[Beowulf] Problems with Dell M620 and CPU power throttling

Fri Aug 30 08:10:07 PDT 2013

Of course we have done system tuning.  Limits, arp table entries, block 
size changes.  tuned actually helped by setting a number of parameters 
in sysctl among other sys parameters.  Performance has increased due to 
the changes made here.  Prior to making these changes, when the system 
was installed with a vanilla RH 6.1, we saw these problems.  Incremental 
changes helped performance but never resolved this power capping issue.

Instrumenting temperature probes on individual CPUs has not been 
performed.  When we look at temperatures from both the chassis and 
ipmitool, we see no drastic peaks.  Maybe we are getting a 60C peak that 
we don't detect and that is the cause.  But I doubt it.

Yes, a power cycle cools down the cores.  Maybe that is the reset we 
see.  Prior to a power cycle we can look at the BMC temps, again using 
ipmitool or the chassis GUI and wee that temps are well below 30C.  We 
also see that power consumption is around 80W.  That tells me that the 
system is cool enough.  Should I not believe those values?  i have no 
reason to from past experience.

Input air is about 22C.  For our data center, you'd have a better chance 
of getting this adjusted to 15C than I would!  As for fans, these don't 
have any and are controlled at the chassis level.

For heat sink thermal grease problems, I'd expect this to be visible 
using the ipmitools but maybe that is not where the temperatures are 
being measured.  I don't know about that issue.  I'd expect that a bad 
thermal grease issue would manifest itself by showing up on a per socket 
level and not on both sockets.  It seems odd that every node exhibiting 
this problem would have both sockets having the same issue.

Again, the magnitude of the problem is about 5-10% at any time.  Given 
600 compute nodes, this is a lot of nodes showing similar problems.  And 
in most cases, a power cycle cures this issue.
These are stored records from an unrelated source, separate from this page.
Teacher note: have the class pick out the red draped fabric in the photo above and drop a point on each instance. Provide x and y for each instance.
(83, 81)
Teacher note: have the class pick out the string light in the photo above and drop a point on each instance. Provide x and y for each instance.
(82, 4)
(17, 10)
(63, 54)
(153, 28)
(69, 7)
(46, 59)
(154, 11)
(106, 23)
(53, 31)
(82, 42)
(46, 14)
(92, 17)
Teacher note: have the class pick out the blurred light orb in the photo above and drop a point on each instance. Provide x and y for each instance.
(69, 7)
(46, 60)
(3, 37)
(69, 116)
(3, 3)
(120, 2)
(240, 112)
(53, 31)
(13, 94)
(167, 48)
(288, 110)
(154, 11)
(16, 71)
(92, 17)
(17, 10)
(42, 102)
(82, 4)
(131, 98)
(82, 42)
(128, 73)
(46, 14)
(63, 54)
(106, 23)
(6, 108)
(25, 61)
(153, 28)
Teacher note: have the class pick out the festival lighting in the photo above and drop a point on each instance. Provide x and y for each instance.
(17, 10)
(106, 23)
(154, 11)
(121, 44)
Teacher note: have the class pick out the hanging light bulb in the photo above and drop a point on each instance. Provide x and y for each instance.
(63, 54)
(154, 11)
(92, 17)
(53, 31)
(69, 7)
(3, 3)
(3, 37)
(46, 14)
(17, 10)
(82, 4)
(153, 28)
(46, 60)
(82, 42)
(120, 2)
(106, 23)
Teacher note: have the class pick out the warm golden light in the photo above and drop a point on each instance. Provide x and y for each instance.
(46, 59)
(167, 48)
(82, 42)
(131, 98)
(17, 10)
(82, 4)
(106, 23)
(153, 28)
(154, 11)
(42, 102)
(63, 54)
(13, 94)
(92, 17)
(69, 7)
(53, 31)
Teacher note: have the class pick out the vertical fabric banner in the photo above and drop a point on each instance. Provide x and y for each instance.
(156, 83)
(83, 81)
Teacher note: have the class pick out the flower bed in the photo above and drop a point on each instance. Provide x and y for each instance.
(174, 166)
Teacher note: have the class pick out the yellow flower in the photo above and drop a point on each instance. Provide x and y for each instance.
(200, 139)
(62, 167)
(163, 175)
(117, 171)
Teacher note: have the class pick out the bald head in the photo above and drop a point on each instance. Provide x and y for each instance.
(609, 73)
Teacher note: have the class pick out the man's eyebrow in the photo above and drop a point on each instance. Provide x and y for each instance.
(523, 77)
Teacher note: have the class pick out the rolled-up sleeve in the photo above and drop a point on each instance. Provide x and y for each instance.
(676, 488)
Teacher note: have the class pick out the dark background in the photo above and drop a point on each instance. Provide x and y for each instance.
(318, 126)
Since we have not seen a node go "bad" while idle, this does point to 
something overheating perhaps.  The tools i know about to watch this 
temperature are not sufficient in showing me this though.

Thanks,
Bill

On 08/30/2013 10:44 AM, Mark Hahn wrote:
>> We run the RH 6.x release and are up to date with kernel/OS patches.
>
> have you done any /sys tuning?
>
>> non-redundant.  tuned is set for performance.  Turbo mode is
>
> what knobs does tuned fiddle with?  I would probably turn off all
> auto-tuning and go strictly manual until the issue is understood.
>
>> on/hyperthreading is off/performance mode is set in BIOS.
>
> I found a "x86_energy_perf_policy.c" (author Len Brown) which I run on
> my laptop to set powersave mode.  it sets
> MSR_IA32_ENERGY_PERF_BIAS. it says that the hardware default is
> performance,
> but I wouldn't be surprised if "normal" is set by bios.
>
>> A reboot does not change this problem.  But a power cycle returns the
>> compute node to normal again.  Again, we do not know what triggers this
>
> unfortunately, a power cycle will also cool down the system,
> so I don't see how it can be dissociated from heating.
>
>> event.  We are not overheating the nodes.
>
> how do you know?
>
>> But while applications are
>> running, something triggers an event where this power capping takes
>> effect.
>
> it might be interesting to examine the cpu-heatsink contact.  what you're
> describing could be explained by poor thermal HS contact (or poor HS flow).
>
> or do you mean that you sample die temps at high resolution and know
> that you're never hitting, say, 60C?
>
> in some machines (albeit less often servers), acpi provides some knobs
> which are made visible under /sys and seem to permit some control of
> thermal mode (fan threshold or scaling).
>
>> If anyone has a clue, or better yet, solved the issue, we'd love to hear
>> the solution!
>
> what's your intake air temp?  I would try giving it cold (say, 15C) air.